The New Frontier for Data Management: Edge-Core-Cloud

Print Friendly, PDF & Email

By Eric Bassier, Quantum Corp.

internet connection safe

With the proliferation of IoT devices, sensors and robots spanning industries such as autonomous vehicles, manufacturing, surveillance, smart cities and healthcare, edge computing is creating vast amounts of unstructured data that will, at some point in its lifecycle, need to be centralized at the core or moved to the cloud. And as HPC and machine learning require more data than other types of workloads, edge-core-cloud data management is even more critical.

This presents organizations with complex data management challenges that must be overcome if they want to use their data in the most efficient way possible. However, thanks to technological advancements, organizations can follow several best practices to ensure they strike the right balance for storing and managing the data created.

Extracting More Value from Data

As the volume of data collected at the edge has grown, organizations’ storage requirements and priorities have shifted. For example, because edge sites are now so active, ensuring that the infrastructure is running on a secure environment has taken on newfound importance, guarding against ransomware and other cyber attacks. Along with the ability to move data to the cloud or core data centers for additional processing and long-term storage, organizations also need to take a smarter approach to data storage to ensure cost efficiency.

These challenges are supplemented by the growing need to apply AI and machine learning capabilities to the raw data as it’s collected. The need to analyze and learn from this data is accelerating the push to centralize unstructured edge data to wherever this compute power resides. This is particularly true in use cases that generate unparalleled amounts of machine and sensor data from a variety of sources.

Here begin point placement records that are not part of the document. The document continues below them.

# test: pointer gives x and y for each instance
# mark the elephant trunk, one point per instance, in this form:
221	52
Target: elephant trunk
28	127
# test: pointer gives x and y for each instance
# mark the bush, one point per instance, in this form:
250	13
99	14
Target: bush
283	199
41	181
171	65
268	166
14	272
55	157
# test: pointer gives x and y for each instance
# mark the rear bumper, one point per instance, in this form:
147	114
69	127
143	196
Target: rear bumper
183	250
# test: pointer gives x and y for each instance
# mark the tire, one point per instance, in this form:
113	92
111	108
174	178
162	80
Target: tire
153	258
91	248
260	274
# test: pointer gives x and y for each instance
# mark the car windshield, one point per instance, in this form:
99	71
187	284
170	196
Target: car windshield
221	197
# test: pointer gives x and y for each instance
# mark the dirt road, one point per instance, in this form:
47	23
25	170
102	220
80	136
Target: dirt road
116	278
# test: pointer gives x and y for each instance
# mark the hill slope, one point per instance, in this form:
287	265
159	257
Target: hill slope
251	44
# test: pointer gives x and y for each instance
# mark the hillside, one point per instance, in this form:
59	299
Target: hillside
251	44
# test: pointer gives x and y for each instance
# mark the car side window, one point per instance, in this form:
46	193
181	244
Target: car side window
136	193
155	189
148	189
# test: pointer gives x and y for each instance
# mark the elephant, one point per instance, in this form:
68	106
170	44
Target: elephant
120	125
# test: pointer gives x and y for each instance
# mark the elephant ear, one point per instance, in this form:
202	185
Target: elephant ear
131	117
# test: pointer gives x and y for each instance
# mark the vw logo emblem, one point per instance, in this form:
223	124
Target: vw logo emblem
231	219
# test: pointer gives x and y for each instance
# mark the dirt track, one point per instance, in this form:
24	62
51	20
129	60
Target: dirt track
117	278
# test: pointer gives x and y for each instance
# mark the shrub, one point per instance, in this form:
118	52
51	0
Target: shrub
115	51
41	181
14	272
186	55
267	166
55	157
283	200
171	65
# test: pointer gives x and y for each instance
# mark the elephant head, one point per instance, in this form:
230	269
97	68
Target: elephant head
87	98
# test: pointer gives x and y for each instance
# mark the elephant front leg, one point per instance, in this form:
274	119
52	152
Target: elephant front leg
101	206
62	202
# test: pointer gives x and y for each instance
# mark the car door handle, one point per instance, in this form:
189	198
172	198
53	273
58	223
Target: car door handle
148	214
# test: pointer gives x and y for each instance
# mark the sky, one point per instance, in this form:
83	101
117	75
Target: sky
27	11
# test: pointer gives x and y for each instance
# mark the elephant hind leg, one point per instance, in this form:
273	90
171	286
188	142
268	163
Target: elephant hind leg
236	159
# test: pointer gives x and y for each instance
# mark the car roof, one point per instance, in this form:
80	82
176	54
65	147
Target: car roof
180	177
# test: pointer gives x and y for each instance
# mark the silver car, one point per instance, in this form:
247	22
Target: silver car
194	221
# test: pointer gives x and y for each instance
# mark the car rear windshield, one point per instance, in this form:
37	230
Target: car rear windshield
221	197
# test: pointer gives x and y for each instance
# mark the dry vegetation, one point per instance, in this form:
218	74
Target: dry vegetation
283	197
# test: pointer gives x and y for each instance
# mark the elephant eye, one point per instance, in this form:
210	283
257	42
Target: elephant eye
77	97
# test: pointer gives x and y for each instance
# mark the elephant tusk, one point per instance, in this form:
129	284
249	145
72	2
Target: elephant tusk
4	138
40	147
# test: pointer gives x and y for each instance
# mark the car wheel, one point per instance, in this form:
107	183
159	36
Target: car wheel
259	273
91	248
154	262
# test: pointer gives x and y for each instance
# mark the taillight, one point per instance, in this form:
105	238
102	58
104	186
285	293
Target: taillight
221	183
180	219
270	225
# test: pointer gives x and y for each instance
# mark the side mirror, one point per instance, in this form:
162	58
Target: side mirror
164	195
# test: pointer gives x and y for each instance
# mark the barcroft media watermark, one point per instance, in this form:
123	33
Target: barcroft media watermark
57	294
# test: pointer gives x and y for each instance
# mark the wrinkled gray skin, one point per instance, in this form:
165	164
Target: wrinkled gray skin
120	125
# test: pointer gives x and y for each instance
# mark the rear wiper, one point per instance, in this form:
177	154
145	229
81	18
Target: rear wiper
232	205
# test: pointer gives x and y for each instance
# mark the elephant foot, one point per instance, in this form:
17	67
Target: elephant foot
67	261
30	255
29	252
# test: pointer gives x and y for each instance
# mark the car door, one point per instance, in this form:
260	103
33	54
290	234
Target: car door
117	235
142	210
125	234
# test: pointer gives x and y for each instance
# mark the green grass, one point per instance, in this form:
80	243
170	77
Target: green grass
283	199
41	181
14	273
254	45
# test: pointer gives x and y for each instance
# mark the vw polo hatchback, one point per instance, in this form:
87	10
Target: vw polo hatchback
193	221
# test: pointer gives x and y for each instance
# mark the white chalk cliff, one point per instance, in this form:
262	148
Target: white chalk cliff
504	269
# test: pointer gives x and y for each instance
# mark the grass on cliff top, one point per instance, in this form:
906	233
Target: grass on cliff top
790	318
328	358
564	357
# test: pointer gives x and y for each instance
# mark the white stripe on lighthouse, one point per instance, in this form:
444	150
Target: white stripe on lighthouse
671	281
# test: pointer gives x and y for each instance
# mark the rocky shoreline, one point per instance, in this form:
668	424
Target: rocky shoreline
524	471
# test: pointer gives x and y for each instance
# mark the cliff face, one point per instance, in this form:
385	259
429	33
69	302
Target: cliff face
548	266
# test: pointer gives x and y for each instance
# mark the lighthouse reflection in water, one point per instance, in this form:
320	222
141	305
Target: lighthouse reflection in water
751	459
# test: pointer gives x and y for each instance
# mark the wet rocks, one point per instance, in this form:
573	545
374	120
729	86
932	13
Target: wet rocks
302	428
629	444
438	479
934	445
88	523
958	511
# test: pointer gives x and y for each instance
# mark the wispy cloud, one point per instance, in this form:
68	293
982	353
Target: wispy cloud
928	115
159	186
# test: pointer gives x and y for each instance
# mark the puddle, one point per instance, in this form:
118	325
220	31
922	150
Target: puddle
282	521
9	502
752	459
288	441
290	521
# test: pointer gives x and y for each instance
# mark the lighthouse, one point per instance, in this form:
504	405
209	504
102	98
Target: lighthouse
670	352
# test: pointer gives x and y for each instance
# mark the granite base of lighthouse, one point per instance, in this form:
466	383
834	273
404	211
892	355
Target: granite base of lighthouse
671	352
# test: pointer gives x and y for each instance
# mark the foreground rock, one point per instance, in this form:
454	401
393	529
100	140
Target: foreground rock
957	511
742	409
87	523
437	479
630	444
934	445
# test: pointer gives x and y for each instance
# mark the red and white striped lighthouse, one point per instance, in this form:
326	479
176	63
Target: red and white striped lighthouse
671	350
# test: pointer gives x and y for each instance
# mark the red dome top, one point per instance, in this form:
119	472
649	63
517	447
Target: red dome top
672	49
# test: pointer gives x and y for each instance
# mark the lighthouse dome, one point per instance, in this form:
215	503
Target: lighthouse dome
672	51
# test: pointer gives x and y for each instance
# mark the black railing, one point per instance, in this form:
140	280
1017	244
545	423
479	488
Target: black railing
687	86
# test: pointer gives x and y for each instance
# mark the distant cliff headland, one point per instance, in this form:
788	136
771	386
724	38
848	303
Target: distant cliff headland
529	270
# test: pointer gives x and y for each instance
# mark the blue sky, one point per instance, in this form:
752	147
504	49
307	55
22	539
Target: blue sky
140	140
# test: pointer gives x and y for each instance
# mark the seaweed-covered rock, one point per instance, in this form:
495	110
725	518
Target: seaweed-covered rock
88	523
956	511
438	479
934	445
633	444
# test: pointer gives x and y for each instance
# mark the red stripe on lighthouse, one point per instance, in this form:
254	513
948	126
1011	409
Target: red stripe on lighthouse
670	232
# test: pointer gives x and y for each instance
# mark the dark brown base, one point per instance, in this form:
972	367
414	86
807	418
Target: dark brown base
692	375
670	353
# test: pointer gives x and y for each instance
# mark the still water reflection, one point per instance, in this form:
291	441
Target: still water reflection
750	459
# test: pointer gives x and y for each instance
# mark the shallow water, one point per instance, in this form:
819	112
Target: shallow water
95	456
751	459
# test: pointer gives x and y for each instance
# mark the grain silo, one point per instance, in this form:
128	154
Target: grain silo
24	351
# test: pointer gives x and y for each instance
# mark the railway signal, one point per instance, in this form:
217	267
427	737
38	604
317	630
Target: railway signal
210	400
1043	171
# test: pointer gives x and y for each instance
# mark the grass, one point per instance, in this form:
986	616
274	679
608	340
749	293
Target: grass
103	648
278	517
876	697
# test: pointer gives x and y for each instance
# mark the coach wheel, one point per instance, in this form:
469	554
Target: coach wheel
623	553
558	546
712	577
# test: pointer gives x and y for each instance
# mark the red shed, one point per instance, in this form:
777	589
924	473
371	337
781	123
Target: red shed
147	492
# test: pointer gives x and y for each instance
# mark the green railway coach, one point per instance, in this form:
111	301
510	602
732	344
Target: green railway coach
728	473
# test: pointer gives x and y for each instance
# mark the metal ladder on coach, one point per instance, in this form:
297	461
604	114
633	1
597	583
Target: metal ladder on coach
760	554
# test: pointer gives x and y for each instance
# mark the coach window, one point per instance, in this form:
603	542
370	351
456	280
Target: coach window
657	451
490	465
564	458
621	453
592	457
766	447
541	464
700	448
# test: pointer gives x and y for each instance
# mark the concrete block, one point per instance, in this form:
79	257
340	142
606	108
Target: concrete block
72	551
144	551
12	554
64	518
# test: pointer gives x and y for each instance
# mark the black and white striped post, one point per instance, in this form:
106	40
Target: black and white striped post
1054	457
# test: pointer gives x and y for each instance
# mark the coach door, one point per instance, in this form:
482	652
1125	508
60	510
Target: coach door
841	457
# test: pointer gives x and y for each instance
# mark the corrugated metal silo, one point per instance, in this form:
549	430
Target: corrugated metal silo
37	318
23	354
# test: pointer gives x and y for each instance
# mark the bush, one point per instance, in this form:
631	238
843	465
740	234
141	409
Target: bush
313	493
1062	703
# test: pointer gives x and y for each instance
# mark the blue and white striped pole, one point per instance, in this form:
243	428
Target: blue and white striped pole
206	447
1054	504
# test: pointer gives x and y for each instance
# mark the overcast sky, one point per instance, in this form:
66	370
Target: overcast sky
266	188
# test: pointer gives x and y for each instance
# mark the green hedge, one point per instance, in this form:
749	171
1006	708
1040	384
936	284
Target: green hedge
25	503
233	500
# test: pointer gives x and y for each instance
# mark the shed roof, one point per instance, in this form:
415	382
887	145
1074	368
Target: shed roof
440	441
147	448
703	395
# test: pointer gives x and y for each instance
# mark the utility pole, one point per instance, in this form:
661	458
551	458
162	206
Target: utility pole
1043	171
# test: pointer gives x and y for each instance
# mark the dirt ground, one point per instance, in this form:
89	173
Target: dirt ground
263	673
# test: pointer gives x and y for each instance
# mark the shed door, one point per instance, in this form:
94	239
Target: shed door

Once data has been captured and initial analysis performed – either locally or in the cloud – consolidating data in a core data center means organizations can extract more value from their data and ensure that key information is shared across offices and teams. For example, within an organization, the APAC office might be working primarily with video content while the U.S. office might be working with telemetry data and the European office with another type of data. Instead of tying together these remote edge offices across a complex and expensive infrastructure, the organization can centralize the data from all three offices in one large data lake that’s accessible by all offices. The data can also be replicated either to the cloud or to a second and even third data center so that it’s highly protected in case of an outage. So, how can organizations go about putting this approach into action?

Centralizing Data Storage

The first consideration for organizations is whether data will be kept on-premises in the core or moved to the cloud. This will depend on business requirements. If data goes directly to the cloud, the organization will get the scalability and cost-efficiency benefits that comes with it.

However, there will also be constraints in terms of performance and SLAs. As such, we’re seeing many organizations adopt a hybrid approach that delivers the best of both worlds. Organizations can capitalize on the flexibility of the cloud while also enjoying the increased security and performance of on-premises for certain types of data.

In this new paradigm, data management becomes critical — for example, the ability of software to understand what type of data is being worked on and where it needs to go. These tools classify data and use policy-based automation to proactively move data to where it’s needed at that moment in time – for example, to a performance tier or to the cloud to leverage elastic compute resources. This same policy-based automation can also be used to protect and secure data based on compliance needs, or delete data after its defined useful life. By automatically placing data where it will be most effective, these tools enable organizations to improve process completion times, increase the number of projects per resource, reduce wasted effort, and improve cost efficiency.

Finally, organizations must take the time to understand how different processes and storage methods impact SLAs. Retrieving data from the cheapest storage option might take the longest amount of time, so there must be a balance between cost efficiency and the ability to access the right data when it’s needed.

Ultimately, it’s clear that the rise of edge computing is forcing organizations to reconsider how and where they process, store and manage all the unstructured data being generated. Although there are challenges, centralizing data can enable organizations to get the most out of their data in today’s world of ever-increasing data volumes.

Eric Bassier is senior director, products, at Quantum Corp.